Data References
Data in JigSpec flows through template references — the double-brace syntax. Wherever you need to use a value from the pipeline's input, a previous step's output, or an environment variable, you write a template reference.
Think of it as "fill in the blank" syntax: you write a template with placeholders, and JigSpec fills them in at runtime.
The basics
ImplementedThe simplest reference pulls from the pipeline's input:
pipeline:
input:
name: string
steps:
- name: greet
action: ai
prompt: "Say hello to {{ input.name }}"input.name is a template reference. At runtime, it's replaced with whatever value was passed in for name.
Namespaces
All template references have a namespace — the first part before the dot:
| Namespace | Where it comes from | Example |
|---|---|---|
input | Pipeline input fields | input.url |
secrets | Environment variables declared as secrets | secrets.API_KEY |
env | Any environment variable | env.HOME |
config | Pipeline configuration values | config.model |
| (step name) | A previous step's output | summarize.text |
Step references
The most common reference type: one step uses another step's output.
steps:
- name: summarize
action: ai
prompt: "Summarize: {{ input.article }}"
- name: translate
action: ai
prompt: "Translate this to Spanish: {{ summarize.text }}"summarize.text refers to the text output of the summarize step. The exact output fields depend on the action — see each action's documentation for what fields it produces.
Nested access
You can drill into nested objects with dots:
prompt: "The vendor is {{ parse_invoice.data.vendor }}"
prompt: "First item: {{ extract.data.line_items.0.description }}"Secrets
ImplementedSecrets are sensitive values injected from environment variables at runtime. Declare them in the pipeline:
pipeline:
name: fetch-data
secrets:
- API_KEY
- DATABASE_URL
steps:
- name: fetch
action: code
run: |
const resp = await fetch(url, {
headers: { Authorization: `Bearer ${secrets.API_KEY}` }
})When the pipeline runs, secrets.API_KEY is read from the API_KEY environment variable. The value is never stored in the pipeline file itself.
Keep secrets out of prompts
Use secrets in code steps and input maps, not directly in ai prompts. Language models log prompts, which could expose secret values.
Environment variables
ImplementedAny environment variable can be referenced without declaring it as a secret:
prompt: "The current user's home directory is {{ env.HOME }}"Use env for non-sensitive configuration. Use secrets for credentials.
Config references
ImplementedPipeline config values are accessible under the config namespace:
pipeline:
config:
model: anthropic/claude-sonnet-4-5
output_dir: ./output
steps:
- name: write
action: ai
prompt: "The configured model is {{ config.model }}"Bracket notation
ImplementedKeys that contain dots or special characters need bracket notation:
# Access a key named "file.txt"
prompt: "Contents: {{ step['file.txt'] }}"

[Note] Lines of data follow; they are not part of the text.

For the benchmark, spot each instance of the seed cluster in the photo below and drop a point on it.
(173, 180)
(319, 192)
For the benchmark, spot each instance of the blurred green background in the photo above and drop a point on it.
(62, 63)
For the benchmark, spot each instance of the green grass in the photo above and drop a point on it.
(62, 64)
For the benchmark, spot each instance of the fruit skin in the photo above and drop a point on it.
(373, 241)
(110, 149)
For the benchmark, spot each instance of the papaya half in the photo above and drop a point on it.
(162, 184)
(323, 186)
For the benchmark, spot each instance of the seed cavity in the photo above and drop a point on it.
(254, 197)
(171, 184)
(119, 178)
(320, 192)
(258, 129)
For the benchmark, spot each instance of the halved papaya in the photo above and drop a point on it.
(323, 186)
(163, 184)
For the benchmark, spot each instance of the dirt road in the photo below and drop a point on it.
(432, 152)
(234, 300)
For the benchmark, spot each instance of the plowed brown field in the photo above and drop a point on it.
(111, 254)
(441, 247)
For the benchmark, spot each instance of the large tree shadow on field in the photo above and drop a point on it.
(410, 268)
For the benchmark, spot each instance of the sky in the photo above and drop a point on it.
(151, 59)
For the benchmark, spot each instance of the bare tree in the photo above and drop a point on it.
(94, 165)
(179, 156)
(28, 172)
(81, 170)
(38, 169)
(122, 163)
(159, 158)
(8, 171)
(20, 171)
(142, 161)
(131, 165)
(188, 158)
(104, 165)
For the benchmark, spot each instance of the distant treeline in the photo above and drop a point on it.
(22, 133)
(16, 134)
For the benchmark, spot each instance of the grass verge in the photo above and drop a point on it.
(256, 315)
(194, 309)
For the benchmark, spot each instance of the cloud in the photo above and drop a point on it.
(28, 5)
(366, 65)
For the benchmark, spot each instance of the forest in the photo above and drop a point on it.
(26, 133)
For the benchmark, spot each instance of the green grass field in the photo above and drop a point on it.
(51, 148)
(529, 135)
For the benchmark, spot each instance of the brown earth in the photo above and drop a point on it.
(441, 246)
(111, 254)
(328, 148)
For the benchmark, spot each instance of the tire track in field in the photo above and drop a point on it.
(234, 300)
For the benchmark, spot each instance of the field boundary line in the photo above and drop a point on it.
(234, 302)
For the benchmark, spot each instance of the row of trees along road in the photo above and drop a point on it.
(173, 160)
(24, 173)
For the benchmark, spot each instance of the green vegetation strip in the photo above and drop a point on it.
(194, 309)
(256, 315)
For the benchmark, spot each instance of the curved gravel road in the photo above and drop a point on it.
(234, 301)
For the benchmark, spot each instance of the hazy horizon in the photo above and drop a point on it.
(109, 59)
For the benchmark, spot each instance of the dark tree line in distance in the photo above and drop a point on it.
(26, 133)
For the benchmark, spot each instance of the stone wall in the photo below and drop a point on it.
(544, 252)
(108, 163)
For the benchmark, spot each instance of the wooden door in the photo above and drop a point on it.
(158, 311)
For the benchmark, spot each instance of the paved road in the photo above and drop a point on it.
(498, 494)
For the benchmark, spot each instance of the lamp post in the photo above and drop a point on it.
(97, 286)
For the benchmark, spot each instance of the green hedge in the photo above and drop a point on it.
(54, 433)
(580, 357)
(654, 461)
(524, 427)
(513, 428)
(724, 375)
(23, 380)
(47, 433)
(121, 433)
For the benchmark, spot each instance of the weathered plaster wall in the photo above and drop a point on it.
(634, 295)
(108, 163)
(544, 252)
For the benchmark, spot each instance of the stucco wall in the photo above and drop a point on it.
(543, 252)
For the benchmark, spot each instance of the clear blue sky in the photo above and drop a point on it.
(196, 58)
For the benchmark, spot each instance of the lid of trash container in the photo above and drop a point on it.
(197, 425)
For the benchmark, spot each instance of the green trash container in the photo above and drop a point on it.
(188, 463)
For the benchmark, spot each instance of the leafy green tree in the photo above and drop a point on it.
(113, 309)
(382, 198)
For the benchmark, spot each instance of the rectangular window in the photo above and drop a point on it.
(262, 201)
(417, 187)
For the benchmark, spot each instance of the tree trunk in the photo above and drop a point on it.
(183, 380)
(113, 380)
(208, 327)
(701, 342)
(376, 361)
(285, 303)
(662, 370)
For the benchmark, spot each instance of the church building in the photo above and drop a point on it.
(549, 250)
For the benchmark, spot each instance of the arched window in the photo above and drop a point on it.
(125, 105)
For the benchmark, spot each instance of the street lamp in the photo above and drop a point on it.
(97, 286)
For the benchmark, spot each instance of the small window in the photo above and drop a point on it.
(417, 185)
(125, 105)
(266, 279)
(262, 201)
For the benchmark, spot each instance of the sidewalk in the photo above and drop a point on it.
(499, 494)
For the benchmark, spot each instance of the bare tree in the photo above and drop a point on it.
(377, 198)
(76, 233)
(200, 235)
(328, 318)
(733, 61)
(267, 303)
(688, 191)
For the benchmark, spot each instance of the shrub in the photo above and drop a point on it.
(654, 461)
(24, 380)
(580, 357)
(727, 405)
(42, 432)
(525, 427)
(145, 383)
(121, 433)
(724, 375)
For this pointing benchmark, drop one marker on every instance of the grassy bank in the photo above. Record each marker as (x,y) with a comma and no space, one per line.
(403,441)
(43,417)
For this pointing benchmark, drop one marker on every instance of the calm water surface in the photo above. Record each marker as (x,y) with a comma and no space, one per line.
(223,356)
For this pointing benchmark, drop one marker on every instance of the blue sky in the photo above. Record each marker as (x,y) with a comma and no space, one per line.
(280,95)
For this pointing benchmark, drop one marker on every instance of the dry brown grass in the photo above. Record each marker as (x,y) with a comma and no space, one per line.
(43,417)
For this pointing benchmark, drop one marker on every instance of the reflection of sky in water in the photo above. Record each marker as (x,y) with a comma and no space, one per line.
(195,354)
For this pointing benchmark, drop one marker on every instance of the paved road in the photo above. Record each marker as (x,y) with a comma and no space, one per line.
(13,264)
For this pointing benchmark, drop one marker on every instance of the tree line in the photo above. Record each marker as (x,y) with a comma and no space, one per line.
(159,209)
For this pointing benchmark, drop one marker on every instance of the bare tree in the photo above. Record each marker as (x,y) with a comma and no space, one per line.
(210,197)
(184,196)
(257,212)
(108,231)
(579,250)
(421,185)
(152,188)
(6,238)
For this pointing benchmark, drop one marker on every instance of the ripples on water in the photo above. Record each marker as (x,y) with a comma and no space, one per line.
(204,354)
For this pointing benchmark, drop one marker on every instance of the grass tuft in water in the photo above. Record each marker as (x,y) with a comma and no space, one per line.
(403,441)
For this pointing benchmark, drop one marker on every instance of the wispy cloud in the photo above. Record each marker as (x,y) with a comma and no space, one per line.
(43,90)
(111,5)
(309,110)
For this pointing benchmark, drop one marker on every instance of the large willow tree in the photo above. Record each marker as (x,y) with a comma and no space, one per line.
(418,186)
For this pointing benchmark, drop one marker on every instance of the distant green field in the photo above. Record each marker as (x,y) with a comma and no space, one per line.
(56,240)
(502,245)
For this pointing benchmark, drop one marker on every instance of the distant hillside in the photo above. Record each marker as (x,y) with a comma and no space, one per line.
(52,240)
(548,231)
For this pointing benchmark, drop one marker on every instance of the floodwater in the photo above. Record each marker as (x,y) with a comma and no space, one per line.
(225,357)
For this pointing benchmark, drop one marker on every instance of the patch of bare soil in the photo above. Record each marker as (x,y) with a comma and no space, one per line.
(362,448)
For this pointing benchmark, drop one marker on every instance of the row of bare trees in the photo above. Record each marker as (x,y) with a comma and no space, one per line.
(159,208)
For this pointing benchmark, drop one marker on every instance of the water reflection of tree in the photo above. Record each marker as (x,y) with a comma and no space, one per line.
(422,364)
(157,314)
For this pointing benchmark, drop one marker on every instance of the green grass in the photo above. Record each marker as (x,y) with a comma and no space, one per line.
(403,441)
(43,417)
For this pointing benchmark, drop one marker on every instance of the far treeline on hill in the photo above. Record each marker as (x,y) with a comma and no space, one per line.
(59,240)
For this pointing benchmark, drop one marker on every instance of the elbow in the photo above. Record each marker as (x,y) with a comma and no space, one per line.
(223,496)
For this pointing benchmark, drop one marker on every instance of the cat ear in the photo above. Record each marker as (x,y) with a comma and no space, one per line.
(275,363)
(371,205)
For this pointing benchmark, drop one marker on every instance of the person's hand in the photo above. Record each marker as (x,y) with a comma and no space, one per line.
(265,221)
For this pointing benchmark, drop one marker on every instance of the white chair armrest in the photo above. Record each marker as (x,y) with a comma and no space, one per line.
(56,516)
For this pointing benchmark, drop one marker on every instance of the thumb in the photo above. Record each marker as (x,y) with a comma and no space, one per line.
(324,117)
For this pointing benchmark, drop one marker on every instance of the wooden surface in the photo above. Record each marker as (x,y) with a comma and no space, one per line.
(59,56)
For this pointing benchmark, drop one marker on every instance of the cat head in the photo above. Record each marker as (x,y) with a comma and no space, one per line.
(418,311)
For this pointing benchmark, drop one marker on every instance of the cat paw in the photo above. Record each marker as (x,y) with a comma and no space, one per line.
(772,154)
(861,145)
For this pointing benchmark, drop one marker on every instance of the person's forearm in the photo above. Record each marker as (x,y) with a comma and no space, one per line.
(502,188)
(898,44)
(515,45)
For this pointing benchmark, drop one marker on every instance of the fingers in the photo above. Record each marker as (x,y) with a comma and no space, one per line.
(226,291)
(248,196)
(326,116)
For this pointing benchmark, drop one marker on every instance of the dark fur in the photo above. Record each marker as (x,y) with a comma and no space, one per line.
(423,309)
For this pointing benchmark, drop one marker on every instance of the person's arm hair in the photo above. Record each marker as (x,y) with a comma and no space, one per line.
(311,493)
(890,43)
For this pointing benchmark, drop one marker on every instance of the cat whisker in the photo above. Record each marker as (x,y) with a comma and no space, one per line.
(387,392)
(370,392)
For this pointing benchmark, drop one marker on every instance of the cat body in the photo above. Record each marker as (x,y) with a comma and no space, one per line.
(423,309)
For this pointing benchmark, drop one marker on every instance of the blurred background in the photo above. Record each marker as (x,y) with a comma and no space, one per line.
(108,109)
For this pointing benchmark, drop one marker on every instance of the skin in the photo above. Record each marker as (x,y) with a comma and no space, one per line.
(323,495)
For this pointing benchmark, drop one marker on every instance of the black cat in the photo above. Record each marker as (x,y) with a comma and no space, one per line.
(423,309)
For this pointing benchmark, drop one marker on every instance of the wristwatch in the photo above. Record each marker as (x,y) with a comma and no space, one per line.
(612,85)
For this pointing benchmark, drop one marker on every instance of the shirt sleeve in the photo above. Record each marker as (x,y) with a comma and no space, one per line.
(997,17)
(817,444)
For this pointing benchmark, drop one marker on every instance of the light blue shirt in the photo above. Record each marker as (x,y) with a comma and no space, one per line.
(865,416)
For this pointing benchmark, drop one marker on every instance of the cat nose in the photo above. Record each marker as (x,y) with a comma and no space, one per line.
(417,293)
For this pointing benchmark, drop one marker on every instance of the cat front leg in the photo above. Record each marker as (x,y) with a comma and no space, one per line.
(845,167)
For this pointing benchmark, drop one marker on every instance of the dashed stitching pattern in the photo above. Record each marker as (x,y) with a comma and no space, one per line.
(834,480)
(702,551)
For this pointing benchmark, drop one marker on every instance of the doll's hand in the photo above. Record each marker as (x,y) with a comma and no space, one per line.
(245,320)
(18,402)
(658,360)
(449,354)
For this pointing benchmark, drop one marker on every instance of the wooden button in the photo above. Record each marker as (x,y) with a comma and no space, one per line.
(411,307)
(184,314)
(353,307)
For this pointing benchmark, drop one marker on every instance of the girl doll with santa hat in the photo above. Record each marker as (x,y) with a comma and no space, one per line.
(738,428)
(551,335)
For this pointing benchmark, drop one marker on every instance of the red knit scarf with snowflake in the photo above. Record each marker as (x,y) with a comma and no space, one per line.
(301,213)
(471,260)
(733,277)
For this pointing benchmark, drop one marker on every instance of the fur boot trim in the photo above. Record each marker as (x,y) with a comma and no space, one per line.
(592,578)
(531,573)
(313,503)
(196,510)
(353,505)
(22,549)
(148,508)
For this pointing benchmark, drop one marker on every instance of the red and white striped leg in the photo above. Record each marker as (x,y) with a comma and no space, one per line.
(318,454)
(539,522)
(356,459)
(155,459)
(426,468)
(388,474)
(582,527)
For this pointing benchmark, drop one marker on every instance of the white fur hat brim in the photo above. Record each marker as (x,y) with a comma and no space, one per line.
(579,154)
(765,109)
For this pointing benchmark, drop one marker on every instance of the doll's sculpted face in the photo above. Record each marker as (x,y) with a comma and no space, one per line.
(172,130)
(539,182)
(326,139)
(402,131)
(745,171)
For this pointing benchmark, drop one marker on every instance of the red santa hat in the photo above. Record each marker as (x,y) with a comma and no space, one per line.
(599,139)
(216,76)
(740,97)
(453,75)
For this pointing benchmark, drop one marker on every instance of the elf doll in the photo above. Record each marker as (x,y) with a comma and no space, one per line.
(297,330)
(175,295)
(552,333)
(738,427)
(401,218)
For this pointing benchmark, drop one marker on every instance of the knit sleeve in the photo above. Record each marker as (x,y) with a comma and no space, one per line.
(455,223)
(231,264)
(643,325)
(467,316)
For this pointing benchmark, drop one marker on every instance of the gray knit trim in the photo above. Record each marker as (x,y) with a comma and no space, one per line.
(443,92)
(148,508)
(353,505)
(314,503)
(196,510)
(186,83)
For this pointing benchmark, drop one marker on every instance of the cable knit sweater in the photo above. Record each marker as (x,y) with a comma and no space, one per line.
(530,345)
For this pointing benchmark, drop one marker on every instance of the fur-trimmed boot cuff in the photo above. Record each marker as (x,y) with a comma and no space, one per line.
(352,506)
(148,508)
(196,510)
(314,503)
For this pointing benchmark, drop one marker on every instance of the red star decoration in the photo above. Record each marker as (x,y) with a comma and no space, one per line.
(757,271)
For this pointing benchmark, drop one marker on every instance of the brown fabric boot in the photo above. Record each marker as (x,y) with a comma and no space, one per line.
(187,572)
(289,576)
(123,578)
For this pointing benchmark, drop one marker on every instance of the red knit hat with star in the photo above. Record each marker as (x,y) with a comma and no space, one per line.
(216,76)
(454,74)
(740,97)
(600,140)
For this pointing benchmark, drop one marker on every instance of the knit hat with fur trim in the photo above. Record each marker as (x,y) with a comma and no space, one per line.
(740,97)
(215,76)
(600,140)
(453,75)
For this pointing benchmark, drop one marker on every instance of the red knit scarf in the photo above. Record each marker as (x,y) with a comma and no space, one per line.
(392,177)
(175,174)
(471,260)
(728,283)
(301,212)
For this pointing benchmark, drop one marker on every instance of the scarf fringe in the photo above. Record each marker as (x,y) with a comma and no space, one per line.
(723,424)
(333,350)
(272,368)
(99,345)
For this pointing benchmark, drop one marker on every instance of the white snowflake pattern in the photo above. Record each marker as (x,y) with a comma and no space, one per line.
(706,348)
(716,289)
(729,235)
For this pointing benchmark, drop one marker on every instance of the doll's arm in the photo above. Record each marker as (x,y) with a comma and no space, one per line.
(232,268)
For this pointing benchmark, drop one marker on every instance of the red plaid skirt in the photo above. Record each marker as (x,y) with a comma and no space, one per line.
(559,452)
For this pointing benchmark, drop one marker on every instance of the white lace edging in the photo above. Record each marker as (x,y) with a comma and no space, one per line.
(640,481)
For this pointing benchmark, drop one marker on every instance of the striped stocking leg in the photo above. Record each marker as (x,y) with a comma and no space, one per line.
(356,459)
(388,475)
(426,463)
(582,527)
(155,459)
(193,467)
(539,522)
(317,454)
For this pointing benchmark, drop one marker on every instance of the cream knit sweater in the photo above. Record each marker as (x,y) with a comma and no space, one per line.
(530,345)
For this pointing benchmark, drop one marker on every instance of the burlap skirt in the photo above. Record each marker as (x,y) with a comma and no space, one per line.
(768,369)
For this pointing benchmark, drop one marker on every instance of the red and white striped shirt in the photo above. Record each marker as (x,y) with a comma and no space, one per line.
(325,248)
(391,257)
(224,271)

# Access a key with a hyphen
prompt: "Value: {{ step['some-key'] }}"Use bracket notation whenever your key contains ., -, or other characters that would be ambiguous in dot notation.
Validation
JigSpec validates template references before running the pipeline. If you reference a step that doesn't exist, or use a namespace that isn't declared, the validator catches it:
ValidationError: Unknown reference 'typo.text' — did you mean 'summarize.text'?Missing secrets produce warnings (not errors) — the pipeline will still run, but the secret will be an empty string if the environment variable isn't set.